Bajo un cielo plomizo, la ciudad lloraba a cántaros. En medio de aquel aguacero, la silueta de dos amantes se recortaba en un balcón.
Sofía, con su largo cabello empapado, miraba al horizonte. Sus ojos reflejaban la tormenta que se desataba en su interior. Había amado a Mateo con una pasión desmedida, pero sus caminos se separaban para siempre.
Mateo, empapado y con el corazón encogido, contemplaba el rostro de Sofía. La lluvia caía sobre ellos, llevándose sus palabras, sus promesas y sus sueños. El tiempo se detuvo en ese instante, el latido de sus corazones retumbando en el silencio que solo la tormenta podía crear.
«Nunca te olvidaré», susurró Mateo, su voz ahogada por el estruendo de la lluvia.
«Tampoco yo», respondió Sofía, lágrimas mezclándose con las gotas de agua.

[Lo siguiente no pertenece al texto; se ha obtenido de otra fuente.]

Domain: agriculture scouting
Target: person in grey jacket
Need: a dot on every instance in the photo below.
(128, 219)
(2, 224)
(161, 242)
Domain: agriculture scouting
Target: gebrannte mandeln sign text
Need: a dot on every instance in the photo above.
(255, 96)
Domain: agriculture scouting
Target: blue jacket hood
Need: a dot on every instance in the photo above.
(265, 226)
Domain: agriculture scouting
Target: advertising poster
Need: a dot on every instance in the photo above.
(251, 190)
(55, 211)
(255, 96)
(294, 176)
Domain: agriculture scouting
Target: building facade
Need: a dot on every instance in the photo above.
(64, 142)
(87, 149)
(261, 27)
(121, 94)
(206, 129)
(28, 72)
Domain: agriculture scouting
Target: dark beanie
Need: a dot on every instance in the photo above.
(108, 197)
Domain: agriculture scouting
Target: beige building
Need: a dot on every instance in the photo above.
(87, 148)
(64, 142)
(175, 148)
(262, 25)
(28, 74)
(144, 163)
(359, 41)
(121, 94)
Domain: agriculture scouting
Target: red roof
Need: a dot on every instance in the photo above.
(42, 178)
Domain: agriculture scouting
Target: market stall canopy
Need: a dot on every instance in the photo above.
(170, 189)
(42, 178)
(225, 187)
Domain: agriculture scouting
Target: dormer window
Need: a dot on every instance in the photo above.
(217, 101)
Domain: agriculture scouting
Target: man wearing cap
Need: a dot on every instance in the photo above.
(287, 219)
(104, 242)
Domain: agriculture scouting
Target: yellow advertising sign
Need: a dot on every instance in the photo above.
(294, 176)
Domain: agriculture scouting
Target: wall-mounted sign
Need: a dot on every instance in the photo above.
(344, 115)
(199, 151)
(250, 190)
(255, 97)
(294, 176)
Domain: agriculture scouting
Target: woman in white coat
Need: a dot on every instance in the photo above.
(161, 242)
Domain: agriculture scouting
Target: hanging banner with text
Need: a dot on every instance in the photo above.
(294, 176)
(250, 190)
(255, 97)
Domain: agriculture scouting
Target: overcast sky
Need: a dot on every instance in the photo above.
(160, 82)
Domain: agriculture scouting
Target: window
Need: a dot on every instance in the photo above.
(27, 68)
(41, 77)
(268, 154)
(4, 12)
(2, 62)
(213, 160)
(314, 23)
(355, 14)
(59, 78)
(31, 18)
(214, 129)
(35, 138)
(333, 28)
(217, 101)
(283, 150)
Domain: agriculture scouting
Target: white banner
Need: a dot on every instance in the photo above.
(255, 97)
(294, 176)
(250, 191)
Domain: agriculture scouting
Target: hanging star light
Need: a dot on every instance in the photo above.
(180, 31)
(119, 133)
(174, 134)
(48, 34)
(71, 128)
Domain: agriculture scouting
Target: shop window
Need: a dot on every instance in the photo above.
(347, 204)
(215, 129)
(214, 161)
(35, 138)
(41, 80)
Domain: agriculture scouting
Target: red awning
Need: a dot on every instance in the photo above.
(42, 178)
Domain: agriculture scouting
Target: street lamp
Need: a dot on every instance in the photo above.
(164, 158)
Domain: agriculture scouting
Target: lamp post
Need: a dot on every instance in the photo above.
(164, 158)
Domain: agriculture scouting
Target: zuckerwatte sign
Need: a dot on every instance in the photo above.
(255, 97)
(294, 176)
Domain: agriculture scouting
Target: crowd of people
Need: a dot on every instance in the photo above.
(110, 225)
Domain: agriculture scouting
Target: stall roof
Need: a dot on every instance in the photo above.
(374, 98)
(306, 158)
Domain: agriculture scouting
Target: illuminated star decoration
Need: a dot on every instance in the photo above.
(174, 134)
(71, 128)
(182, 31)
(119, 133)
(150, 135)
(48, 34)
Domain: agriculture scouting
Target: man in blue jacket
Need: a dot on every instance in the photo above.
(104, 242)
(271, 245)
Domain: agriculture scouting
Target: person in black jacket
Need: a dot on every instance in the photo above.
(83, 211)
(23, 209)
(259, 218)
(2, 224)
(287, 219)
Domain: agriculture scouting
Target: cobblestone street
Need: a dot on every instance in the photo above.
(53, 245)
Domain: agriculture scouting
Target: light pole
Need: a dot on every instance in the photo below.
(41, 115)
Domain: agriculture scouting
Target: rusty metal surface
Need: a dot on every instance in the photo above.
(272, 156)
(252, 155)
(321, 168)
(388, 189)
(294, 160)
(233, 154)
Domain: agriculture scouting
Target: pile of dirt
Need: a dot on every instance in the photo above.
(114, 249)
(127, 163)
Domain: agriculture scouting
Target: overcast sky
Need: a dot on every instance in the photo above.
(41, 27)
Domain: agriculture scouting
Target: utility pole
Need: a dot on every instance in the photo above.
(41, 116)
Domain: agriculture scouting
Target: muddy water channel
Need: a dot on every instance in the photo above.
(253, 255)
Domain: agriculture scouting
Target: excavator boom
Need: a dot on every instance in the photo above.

Y así, bajo la lluvia torrencial, se despidieron, sellando su amor con un beso apasionado. Luego, Mateo se dio la vuelta y se perdió entre la multitud, dejando a Sofía en el balcón, sola con sus recuerdos.
Pero en su corazón, el amor de Mateo permanecería para siempre, un torbellino de emociones que la tormenta no había podido apagar. La despedida bajo la lluvia había sido desgarradora, pero también un momento de belleza agridulce, un testimonio de un amor que había sido tan intenso como la propia tormenta.